After years of struggle, he forced the streetcar company to charge people less. He said he learned that corporations “had to be kept in their proper place. It is not safe to entrust the government of the country to Wall Street.”
The corporations were shocked. Pingree had no tact. He was not charming. Unlike President Obama, who seems to have to learn over and over again that the right-wingers have no intention of compromising or bargaining in good faith, Pingree didn’t try for smooth compromises with the forces lined up against him.
He just did what was right, appealed to the people, and plowed straight ahead. His crowning success came when he decided the city should have its own public lighting plant.
If you go back and read the attacks of the opposition, you’d swear today’s Tea Party wrote them all. Pingree was a socialist. He was destroying the Constitution.
Freedom would be dead, they said. When Detroiters went to the polls, 92 percent approved his brand of socialism.
Later that year, a severe depression hit the nation — the Panic of 1893. Detroit’s workers were especially hard hit. Nobody then thought government had any obligation to do anything for the poor. Hazen Pingree, years ahead of his time, thought otherwise. He ordered all city land plowed up — including the City Hall lawn — so the poor could plant vegetables, especially potatoes. He asked the city’s churches for help. After they coughed up a mere $13.80, he sold his prize racehorse and used the money to buy seed and supplies.

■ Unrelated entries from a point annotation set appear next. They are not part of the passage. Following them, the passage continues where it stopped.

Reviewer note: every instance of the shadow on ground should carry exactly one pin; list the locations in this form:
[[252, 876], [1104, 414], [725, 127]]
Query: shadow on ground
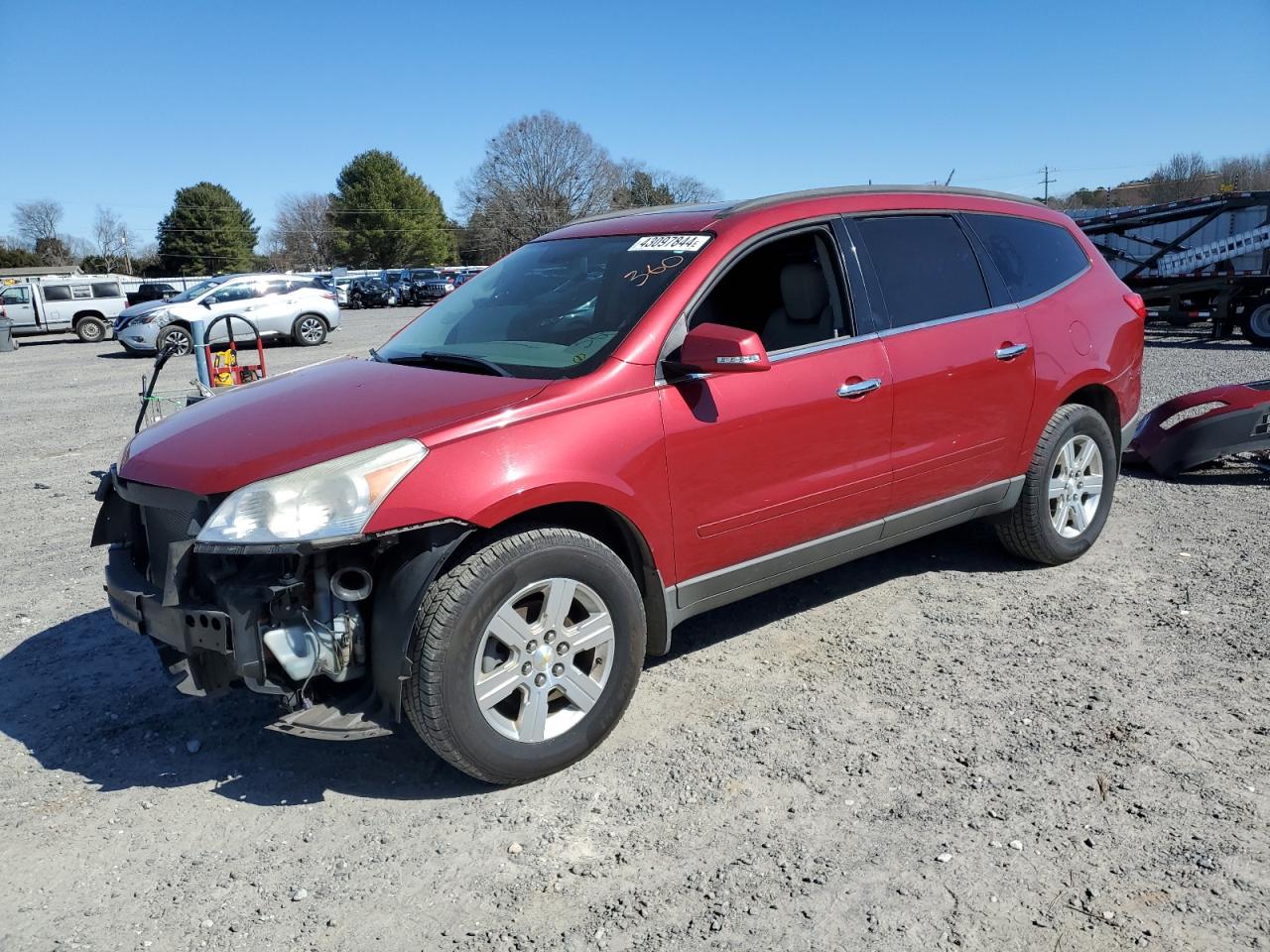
[[91, 698]]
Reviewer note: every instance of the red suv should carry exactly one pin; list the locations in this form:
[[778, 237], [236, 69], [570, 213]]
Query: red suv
[[631, 420]]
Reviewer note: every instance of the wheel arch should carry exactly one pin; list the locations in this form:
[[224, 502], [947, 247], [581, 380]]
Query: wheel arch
[[611, 527], [1101, 399]]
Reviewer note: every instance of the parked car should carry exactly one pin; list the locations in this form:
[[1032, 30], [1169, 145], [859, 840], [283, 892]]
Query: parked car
[[371, 293], [281, 306], [426, 285], [84, 304], [775, 388], [151, 291]]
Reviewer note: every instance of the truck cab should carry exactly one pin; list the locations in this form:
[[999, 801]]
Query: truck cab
[[84, 304]]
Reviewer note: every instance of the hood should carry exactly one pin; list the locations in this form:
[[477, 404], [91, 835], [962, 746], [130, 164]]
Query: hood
[[144, 307], [307, 416]]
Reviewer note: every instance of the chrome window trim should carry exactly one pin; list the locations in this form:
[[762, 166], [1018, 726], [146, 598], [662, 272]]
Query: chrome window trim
[[833, 343], [952, 318]]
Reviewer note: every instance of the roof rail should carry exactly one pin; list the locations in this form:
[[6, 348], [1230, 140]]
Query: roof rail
[[767, 200], [652, 209]]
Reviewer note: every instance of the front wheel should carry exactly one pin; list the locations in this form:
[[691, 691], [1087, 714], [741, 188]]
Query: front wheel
[[90, 330], [1067, 492], [526, 654], [178, 338], [310, 330]]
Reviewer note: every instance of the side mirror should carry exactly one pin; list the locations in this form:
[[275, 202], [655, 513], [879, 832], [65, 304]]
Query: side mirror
[[714, 348]]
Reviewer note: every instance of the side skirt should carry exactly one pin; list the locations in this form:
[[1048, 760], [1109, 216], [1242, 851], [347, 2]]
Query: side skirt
[[746, 579]]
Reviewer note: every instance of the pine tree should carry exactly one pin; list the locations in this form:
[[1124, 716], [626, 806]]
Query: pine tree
[[385, 216], [207, 231]]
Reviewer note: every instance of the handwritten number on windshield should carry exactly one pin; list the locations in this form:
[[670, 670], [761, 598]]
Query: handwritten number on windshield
[[640, 277]]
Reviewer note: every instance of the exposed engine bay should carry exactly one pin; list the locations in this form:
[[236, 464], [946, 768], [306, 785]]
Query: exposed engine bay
[[291, 621]]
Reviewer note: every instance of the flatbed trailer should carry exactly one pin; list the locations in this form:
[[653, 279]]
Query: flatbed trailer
[[1194, 259]]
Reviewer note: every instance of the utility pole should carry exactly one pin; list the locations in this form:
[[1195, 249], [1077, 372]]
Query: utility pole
[[1047, 181]]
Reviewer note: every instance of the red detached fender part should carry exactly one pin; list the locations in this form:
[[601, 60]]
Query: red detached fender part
[[1236, 421]]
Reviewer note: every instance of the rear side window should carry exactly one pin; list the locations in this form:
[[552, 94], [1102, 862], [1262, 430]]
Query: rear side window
[[926, 268], [1032, 255]]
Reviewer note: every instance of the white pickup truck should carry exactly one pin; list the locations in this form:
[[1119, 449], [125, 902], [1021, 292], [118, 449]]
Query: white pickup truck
[[84, 304]]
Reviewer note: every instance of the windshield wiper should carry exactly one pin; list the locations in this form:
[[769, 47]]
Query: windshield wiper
[[443, 358]]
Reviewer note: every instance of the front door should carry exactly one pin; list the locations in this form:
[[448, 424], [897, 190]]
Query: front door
[[18, 307], [761, 463], [961, 361]]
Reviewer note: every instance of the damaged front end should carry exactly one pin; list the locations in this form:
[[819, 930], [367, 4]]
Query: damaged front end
[[1198, 428], [324, 629]]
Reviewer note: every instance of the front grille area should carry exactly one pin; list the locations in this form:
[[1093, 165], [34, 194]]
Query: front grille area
[[163, 527]]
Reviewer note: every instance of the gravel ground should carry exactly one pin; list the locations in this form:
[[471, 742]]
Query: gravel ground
[[931, 748]]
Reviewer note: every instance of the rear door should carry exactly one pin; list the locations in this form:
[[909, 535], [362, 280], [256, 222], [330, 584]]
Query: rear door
[[960, 354], [17, 303]]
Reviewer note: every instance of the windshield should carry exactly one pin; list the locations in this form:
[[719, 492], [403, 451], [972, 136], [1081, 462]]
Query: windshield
[[190, 294], [549, 309]]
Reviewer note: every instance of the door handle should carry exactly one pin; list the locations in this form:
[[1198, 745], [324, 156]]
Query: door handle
[[1010, 353], [858, 389]]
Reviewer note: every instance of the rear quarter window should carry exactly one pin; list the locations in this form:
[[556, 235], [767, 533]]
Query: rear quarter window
[[1033, 257]]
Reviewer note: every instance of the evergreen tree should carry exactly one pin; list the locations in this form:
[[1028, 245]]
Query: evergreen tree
[[207, 231], [385, 216]]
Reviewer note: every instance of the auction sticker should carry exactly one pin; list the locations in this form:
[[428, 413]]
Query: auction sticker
[[671, 243]]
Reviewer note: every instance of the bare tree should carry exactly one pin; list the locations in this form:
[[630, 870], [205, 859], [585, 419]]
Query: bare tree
[[303, 234], [37, 221], [112, 238], [539, 173], [1184, 176], [649, 186]]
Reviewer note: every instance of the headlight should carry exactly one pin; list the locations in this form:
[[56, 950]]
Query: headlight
[[329, 500]]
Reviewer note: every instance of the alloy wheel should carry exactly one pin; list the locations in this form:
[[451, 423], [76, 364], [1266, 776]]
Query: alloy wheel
[[313, 330], [544, 660], [1075, 486]]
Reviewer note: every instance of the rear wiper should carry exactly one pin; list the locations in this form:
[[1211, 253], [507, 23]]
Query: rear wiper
[[458, 361]]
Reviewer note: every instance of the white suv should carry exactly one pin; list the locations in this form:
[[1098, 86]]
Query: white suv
[[280, 304]]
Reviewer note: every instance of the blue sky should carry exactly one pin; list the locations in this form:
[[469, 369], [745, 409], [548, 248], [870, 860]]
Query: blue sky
[[119, 104]]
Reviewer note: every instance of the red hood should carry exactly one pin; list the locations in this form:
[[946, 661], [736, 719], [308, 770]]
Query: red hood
[[307, 416]]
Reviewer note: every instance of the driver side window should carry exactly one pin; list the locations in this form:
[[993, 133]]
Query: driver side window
[[788, 291]]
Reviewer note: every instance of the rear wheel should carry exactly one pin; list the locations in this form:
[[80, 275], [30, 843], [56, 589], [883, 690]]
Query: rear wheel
[[1256, 324], [1067, 492], [178, 338], [310, 330], [526, 655], [90, 330]]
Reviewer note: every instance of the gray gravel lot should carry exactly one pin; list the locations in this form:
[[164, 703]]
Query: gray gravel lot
[[933, 748]]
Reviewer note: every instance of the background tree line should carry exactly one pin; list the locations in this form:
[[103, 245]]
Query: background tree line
[[1184, 176], [539, 173]]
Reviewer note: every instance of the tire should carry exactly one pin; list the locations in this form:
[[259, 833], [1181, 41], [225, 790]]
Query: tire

They called them “Pingree’s potato patches,” and they were a great success. “Whole families could be seen planting, hoeing and weeding, and when fall came they harvested a large crop of potatoes, squashes, turnips, sweet corn,” according to a popular history of Detroit published a few years later.
No mayor ever did more for the city. Pingree then wanted to be governor. For several years, conservatives blocked his nomination, until two things happened.
Business and corporate leaders in Detroit wanted Ping out of the city. They knew they could never beat him, but they persuaded the Republican bosses that the lobbyists and entrenched special interests in Lansing could easily buy off the Legislature and prevent any of his reforms.
Plus, they realized they needed the state’s only really popular Republican to head the ticket in the fall of 1896. So Pingree ran and was elected by a landslide.
Bizarrely, he thought he could still be mayor as well as governor, and did both jobs for a few weeks, until the Michigan Supreme Court said he had to quit one job.
So he turned his energies to the state.
Unlike many today, Pingree was a purely self-made — but not selfish — man. He especially wanted to make the railroads, which completely dominated transportation, to start paying their fair share of taxes. He told the Legislature he wanted to end child labor and establish an eight-hour workday. He wanted a graduated income tax, so the rich would pay their fair share (something Michigan still doesn’t have).
Unfortunately, he almost completely failed. The corporate interests of the day were a lot like Matty Moroun, but a lot smarter. They didn’t spread money around; they just bought a majority of the state Senate, who blocked just about everything Ping tried to do, despite a huge popular outcry.
Ping did manage to get a state constitutional amendment passed which led to eventual taxation — and regulation — of the railroads. He managed to get more money for the schools.
But otherwise, he was frustrated. After four years, he quit, telling the legislature that unless something was done to change how vastly unfair things were, “in less than a quarter century there will be a bloody revolution in this great country of ours.”
With that, he went off to Africa in 1901 to hunt elephants, stopped in Germany to study reforestation, and suddenly got sick and died. Thousands of schoolchildren donated pennies to build a statue to the only governor they knew who cared.
Today, nearly forgotten, that statue sits in Grand Circus Park near the place where today’s city government — the ineffective mayor, the irrational city council — is about to have their powers taken away by an emergency financial manager.